"Votre corps est à vous." Plus qu’une note d’intention stylistique, une déclaration d’indépendance. C’est du moins en ces termes que Pieter Mulier, directeur artistique de la maison Alaïa et digne héritier du couturier qui en fut le fondateur, posait le mardi 4 mars les termes de sa collection "été-automne 2025".

Le vêtement au service du corps

Au cœur des nouveaux ateliers du 49, rue Servan, dans le XIe arrondissement, le discret designer belge a en effet livré une puissante démonstration stylistique à travers un défilé pensé comme un hommage au corps des femmes, thème cher à Azzedine Alaïa. Telles des sculptures cinétiques dialoguant avec les statues de Mark Manders distillées dans le décor, les silhouettes délicates révélaient d'emblée des pièces structurées par des courbes et des rembourrages, qui épousaient la topographie féminine avec une précision maîtrisée.

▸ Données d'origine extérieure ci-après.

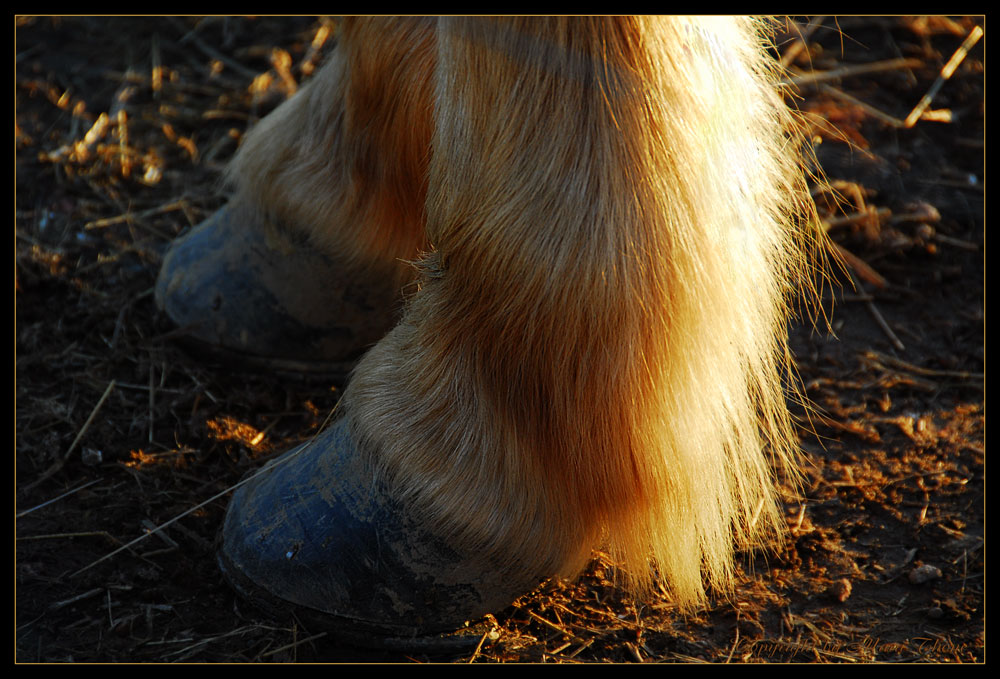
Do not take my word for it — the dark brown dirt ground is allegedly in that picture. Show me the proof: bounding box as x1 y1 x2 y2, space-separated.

Superposés, enveloppants, architecturés, les vêtements deviennent — avec une évidence prodigieuse — le prolongement naturel d’un corps en mouvement. Chaque pli, chaque drapé s’anime au rythme d’une lumière et d’un espace subtilement capté. Armure moderne, sensuelle et protectrice, la matière est le reflet poétique d’une féminité plurielle. De celle qui se glisse dans les moindres pièces, les moindres détails.

Aux confluents du temps et de l’espace

Cocons intimes pensés pour la frénésie urbaine, les cagoules omniprésentes tantôt dissimulent, tantôt subliment la singularité des visages, laissant les robes seconde peau et les vestes sinueuses renforcer cette dualité contagieuse. Les références culturelles et historiques, infusées avec finesse, convoquent à la fois les crinolines revisitées et les courbes généreuses des années 1970.

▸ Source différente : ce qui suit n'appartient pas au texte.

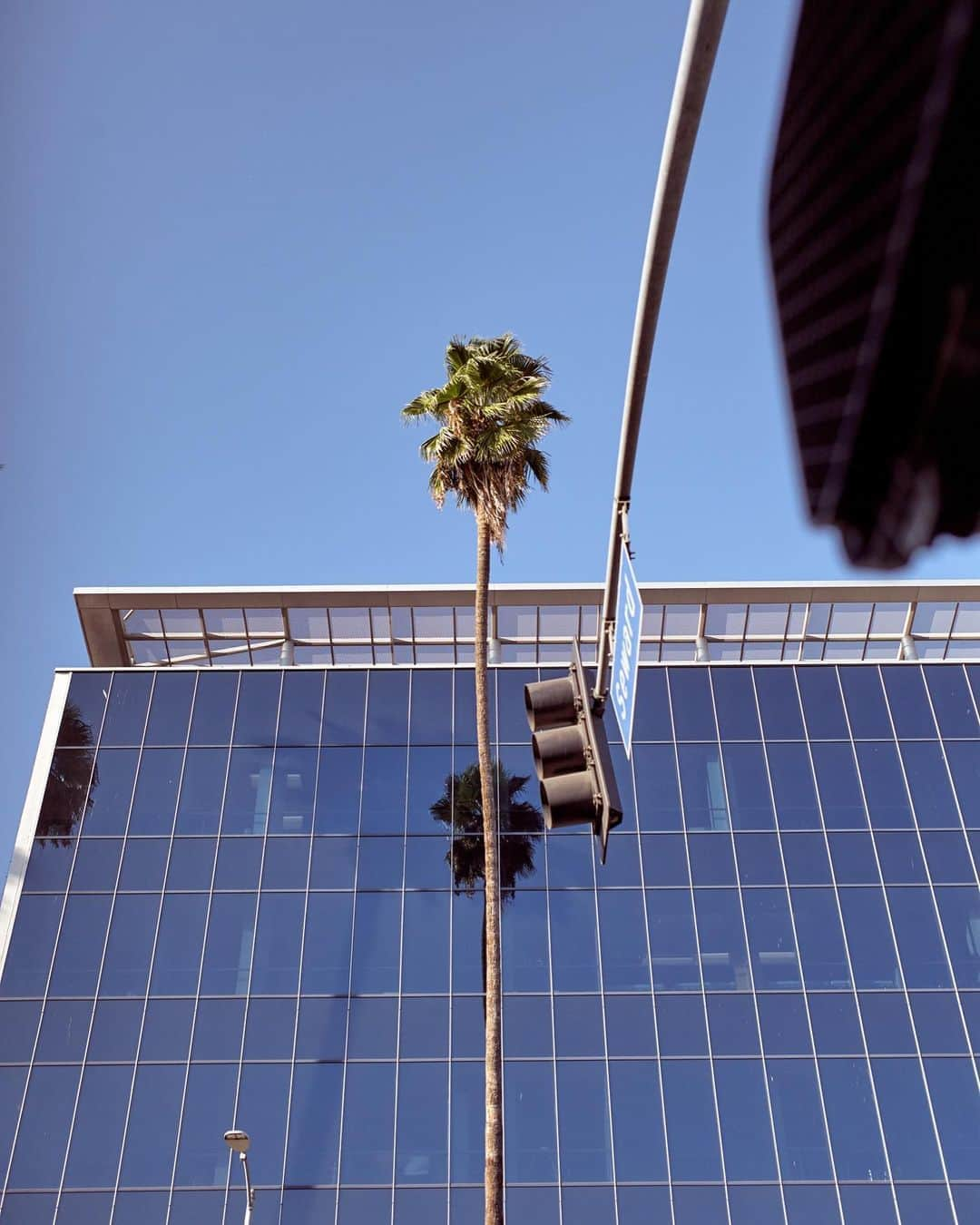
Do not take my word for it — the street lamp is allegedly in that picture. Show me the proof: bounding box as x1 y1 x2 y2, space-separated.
224 1131 255 1225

Cependant, ici, rien n'est littéral : Pieter Mulier préfère une approche fluide, via laquelle chaque époque, chaque lieu, chaque courant se fond dans l'autre dans une certaine forme d’abandon. Les anneaux dorés qui marquent les tailles et les drapés géométriques rappellent ainsi autant l’Antiquité que l'avant-garde, dans une synthèse harmonieuse et contemporaine. La bande-son, composée par Gustave Rudman et sublimée par la voix de Fatma Saïd, prolonge cette exploration atemporelle, qui conjugue les cultures et les époques dans une même étreinte mélodique.

Une féminité souveraine

En filigrane, l’exposition Azzedine Alaïa, Thierry Mugler. 1980-1990 inaugurée la veille à la Fondation Alaïa, dans le quartier du Marais à Paris, qui rappelle l’héritage d’une féminité spectaculaire et radicale. Pourtant, c’est bien le présent que saisit Pieter Mulier, alors qu’il réaffirme cette philosophie essentielle : le corps est souverain, libre de ses mouvements et de ses formes. Une émancipation inscrite dans les volumes et l’allure de cette collection, transcription d’une féminité qui se refuse à tout compromis.